この歴史ある場所には、多くの著名人が眠っており、その中には哲学者ソーレン・キルケゴールや童話作家ハンス・クリスチャン・アンデルセンも含まれます。

私が訪れた日は春の日差しが心地よく、緑豊かな木々と花々が墓地全体を包み込み、小鳥も優しげな声で鳴き、穏やかに飛び回っていました。

  

高い木の間の一本道を歩いて行くと、アンデルセンのお墓の標識があります。

地元の方々が散歩やピクニックを楽しむ姿も見られ、「ここで安らかに眠るアンデルセンは幸せだろう」と感じさせられるほど穏やかな場所でした。

  

どなたのお墓かわかりませんが、花が植えられていました。バスケットを持った人が4、五人、楽しそうにお墓参りをされていました。

アンデルセンのお墓への道

広大なアシスタンス墓地内でアンデルセンのお墓を見つけた瞬間、その静謐な佇まいに胸が熱くなりました。

周囲には色鮮やかな花々が手向けられており、それぞれがお墓参りに訪れた人々から贈られたものだそうです。

墓石には「Hans Christian Andersen」という名とともに、「神によって創られた魂は永遠であり、不滅である」と刻まれていました。

アンデルセンの詩も刻まれており、「肉体は滅びても魂は生き続ける」という言葉で締めくくられています。

この言葉には彼自身の深い信仰心と、生涯を通じて追求した希望や永遠への思いが込められているようでした。

その場で手を合わせながら、「あなたの物語によって救われた人々がどれほど多いことでしょう」と心から感謝しました。

知人の女性が最愛の母を亡くして悲しみにくれていた時、私は「マッチ売りの少女」の絵本をプレゼントしました。

母はいなくなったけれど天の国で生きている。いつか、天の国でお母さんに会えるから泣かないでがんばる、と語ってくれました。

『マッチ売りの少女』

トリル・マレ・ヘンリクセン 絵 中嶋典子訳 いのちのことば社刊

アンデルセン博物館のマッチ売りの少女。足元にうずくまっている小さな女の子の足は靴を履いていません。頬は薄いピンクに染まっています。

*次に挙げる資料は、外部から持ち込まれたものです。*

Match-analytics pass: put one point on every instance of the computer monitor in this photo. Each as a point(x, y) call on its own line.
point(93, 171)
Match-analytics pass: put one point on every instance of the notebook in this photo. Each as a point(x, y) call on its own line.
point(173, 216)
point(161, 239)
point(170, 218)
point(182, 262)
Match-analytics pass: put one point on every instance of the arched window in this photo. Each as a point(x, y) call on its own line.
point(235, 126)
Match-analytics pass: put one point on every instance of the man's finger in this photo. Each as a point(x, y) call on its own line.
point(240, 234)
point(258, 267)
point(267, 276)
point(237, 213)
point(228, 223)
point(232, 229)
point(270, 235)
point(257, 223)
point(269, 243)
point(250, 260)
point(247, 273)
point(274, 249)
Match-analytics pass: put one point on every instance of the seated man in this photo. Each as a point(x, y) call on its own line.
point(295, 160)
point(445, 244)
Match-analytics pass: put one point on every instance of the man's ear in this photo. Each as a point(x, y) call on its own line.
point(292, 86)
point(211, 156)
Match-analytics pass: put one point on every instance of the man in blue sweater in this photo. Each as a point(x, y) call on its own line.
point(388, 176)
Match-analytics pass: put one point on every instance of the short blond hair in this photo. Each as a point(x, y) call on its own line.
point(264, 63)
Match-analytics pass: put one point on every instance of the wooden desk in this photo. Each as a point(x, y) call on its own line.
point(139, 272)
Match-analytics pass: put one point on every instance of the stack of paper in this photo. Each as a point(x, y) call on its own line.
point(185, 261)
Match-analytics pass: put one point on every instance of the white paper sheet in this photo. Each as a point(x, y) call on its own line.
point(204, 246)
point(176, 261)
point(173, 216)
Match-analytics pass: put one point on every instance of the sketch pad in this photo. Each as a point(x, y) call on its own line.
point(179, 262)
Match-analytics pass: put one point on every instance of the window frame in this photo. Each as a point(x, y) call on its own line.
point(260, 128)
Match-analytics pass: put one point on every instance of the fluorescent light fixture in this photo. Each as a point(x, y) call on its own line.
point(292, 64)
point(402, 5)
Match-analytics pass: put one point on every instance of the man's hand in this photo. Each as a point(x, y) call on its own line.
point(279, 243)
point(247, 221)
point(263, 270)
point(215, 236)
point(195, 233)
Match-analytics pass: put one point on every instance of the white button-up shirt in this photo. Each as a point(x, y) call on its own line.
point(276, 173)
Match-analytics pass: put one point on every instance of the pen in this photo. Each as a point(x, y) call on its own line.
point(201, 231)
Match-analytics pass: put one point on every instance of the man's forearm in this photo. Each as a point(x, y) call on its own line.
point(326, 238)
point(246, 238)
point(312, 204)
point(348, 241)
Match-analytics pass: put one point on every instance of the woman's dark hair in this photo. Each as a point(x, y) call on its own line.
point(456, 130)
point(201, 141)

あまりにもリアルでドキッとします。思わず彼女の頭を撫でて話しかけたくなります。もしいらっしゃる機会があれば、ぜひ、この子に会ってきてください。

アンデルセンの信仰 :キリスト教です。彼の母親は非常に信心深い人物で、アンデルセン自身も幼少期から宗教的な影響を受けて育ちました。一方で占いも信じていました。

父親が病気になったとき、母親はアンデルセンを森の占い女のところに行かせ、「父親が助かるかどうかを聞いてくるように」と言ったのです。

このことはアンデルセンが自伝で書いています。

 お墓への標識 左方向に歩きます

ノアポート駅(Nørreport Station)からアシスタンス墓地(Assistens Cemetery)までは、徒歩で約10分ほどです。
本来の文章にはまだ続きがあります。